甄奇當時嘴著說著,「報應,報應……」然後就放外跑,從此便失蹤了。
甄奇母親過於激動,甄奇父親便勸他們先離開。程錦雖然還有問題想問,但也不能賴著不走,只好想著等晚點再約甄奇父親找個地方聊一下。他留了電話號碼給甄奇父親,對方猶豫了一下,還是收下了。
出了門,周棟扶著牆搖搖欲墜。
程錦道:「你還好嗎?」
周棟道:「等會兒。」
過了幾分鐘,周棟緩過來了,收回了手,自己能站住了。
程錦道:「我們先出去吧。」
出去後,他們沒走遠,在附近的糙坪上坐下了。陽光不錯,曬在身上很暖和。可惜他們無心享受。
程錦道:「所以李友希小姐滑懷疑錯你和甄奇。」
甄奇當時說的報應,大概是覺得那些事像是他辜負李友希後的報應。
周棟卻是道:「我們沒什麼。當時,他和我說過他可能是同性戀。他沒過喜歡我。」
楊思覓道:「他說過,你不想承認。」
「閉嘴!」周棟突然低吼了一聲。
楊思覓卻是笑了,「他沒明說,但還是說了。你就算沒回應,但你也沒拒絕。他父母都是學醫的,能接受孩子的性取向和大多數人不同,他父母很喜歡你,所以他告訴他們他喜歡你,然後他才知道他父母喜歡你是因為你們其實是兄弟。」
周棟慢慢恢復了平靜,「我以為他和他父母在吵架,想去勸架,結果聽到他父母說我們當年是被人丟在醫院附近的一對雙胞胎,他看了一眼,然後跑了。那是我最後一次見他。」
程錦道:「你知道他為什麼要走,所以這些年你沒找過他。」
周棟道:「我不想記得那些。」他說得冷漠,眼中卻流下淚來,但他似是毫無所覺。
程錦沉默著,過了會,他忍不住道:「周棟,為什麼甄奇父母信佛?」
周棟臉上淚痕未乾,他想了想,「以前他們不信,應該是甄奇走向他們才開始信的。」
求神保佑自己的孩子嗎?
又過了會,程錦道:「我去打個電話。」他起身走開。
楊思覓手一撐糙地,也站了起來,跟上他。
程錦打電話給了韓彬,卻是秦越接的,不過,很快就換韓彬來聽了,但程錦聽到秦越在問韓彬「又要加班?」,不知道是不是故意說給電話這邊的他聽的。
程錦和韓彬說了下甄奇父母信佛的事,問他,「當醫生的人,信佛的多嗎?」
韓彬道:「不算多,但是有。我幫你查一下他們。

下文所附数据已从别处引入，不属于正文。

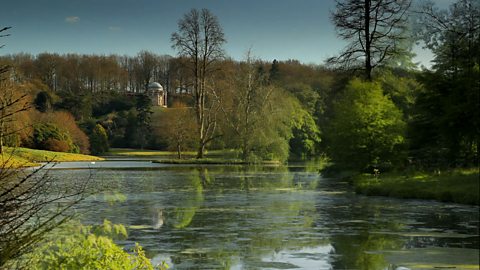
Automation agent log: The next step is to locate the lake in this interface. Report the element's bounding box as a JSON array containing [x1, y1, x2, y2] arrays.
[[44, 160, 479, 269]]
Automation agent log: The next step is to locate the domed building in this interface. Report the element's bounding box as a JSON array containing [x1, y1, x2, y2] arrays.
[[147, 82, 167, 107]]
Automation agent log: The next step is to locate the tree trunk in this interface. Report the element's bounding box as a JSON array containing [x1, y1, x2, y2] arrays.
[[197, 142, 205, 159], [177, 143, 182, 159], [364, 0, 372, 81]]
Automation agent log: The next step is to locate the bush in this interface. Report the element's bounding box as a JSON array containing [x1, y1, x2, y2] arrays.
[[19, 220, 168, 270], [33, 111, 90, 154], [90, 124, 109, 155], [32, 123, 78, 153], [43, 138, 70, 152]]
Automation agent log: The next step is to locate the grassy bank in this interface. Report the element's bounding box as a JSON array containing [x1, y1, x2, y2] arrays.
[[153, 158, 280, 165], [109, 148, 280, 165], [353, 168, 480, 205], [105, 148, 238, 159], [0, 147, 103, 167]]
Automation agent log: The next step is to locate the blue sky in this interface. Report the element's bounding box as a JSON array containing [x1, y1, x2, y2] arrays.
[[0, 0, 452, 65]]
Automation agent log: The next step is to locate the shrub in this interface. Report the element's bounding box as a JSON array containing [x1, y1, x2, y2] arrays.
[[19, 220, 168, 270], [33, 111, 90, 154], [43, 138, 70, 152], [32, 123, 78, 153]]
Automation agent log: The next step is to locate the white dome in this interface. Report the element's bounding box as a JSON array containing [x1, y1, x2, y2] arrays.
[[148, 82, 163, 91]]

」
掛了電話,程錦看到楊思覓抱臂抱在他身前,「怎麼了?」
楊思覓在笑,「這麼殘忍,連愛子失蹤多年的老人信佛你都要懷疑。」
程錦道,「只是確認一下。」又握住楊思覓的手腕,摸著他手腕上的那串佛珠道,「有些事佛祖解決不了。」
半小時後,甄奇父母下樓了,程錦走過去,「甄先生……」
甄奇父母不理他,匆匆走了。
楊思覓走過來,「他們家裡沒人了,我們去看看。」
程錦沒有立刻回答。
楊思覓又道:「我去看,你在這裡幫我望風。」
程錦立刻便道:「一起去。讓周棟望風。」
甄奇父母家除了很乾淨之外,沒什麼特別的地方。
進了書房,楊思覓戴上手套開始四處查找,程錦跟在他身邊看著。
楊思覓從一個書架上一個不起眼的地方翻出一個筆記本,扉頁上寫著:致吾兒,裡面寫的是信----沒有寄出的信,有回憶往事的,有說人生道理的,有表達思念的……
程錦看了一會,嘆道:「舐犢情深。」
楊思覓道:「信是寫給死人的。」
「嗯?」
楊思覓指給他看一些句子,「看用詞和語氣,他用過很多次『哀痛』,對不會再回來的死人才會哀痛。還有『無窮盡的悲涼』,獨自活在世上的人才這樣。這個『入夢』就更不說了。看這裡,還有『我們的悲痛你能不能知道呢』,這是說給死人聽的……」
幾個詞句不算什麼,但楊思覓指出無數,程錦覺得這的確不太對,但憑這些還不夠,甄奇父母什麼都不說他們還是沒辦法,最好要能掌握更多信息,然後再去詢問甄奇父母當年發生了什麼……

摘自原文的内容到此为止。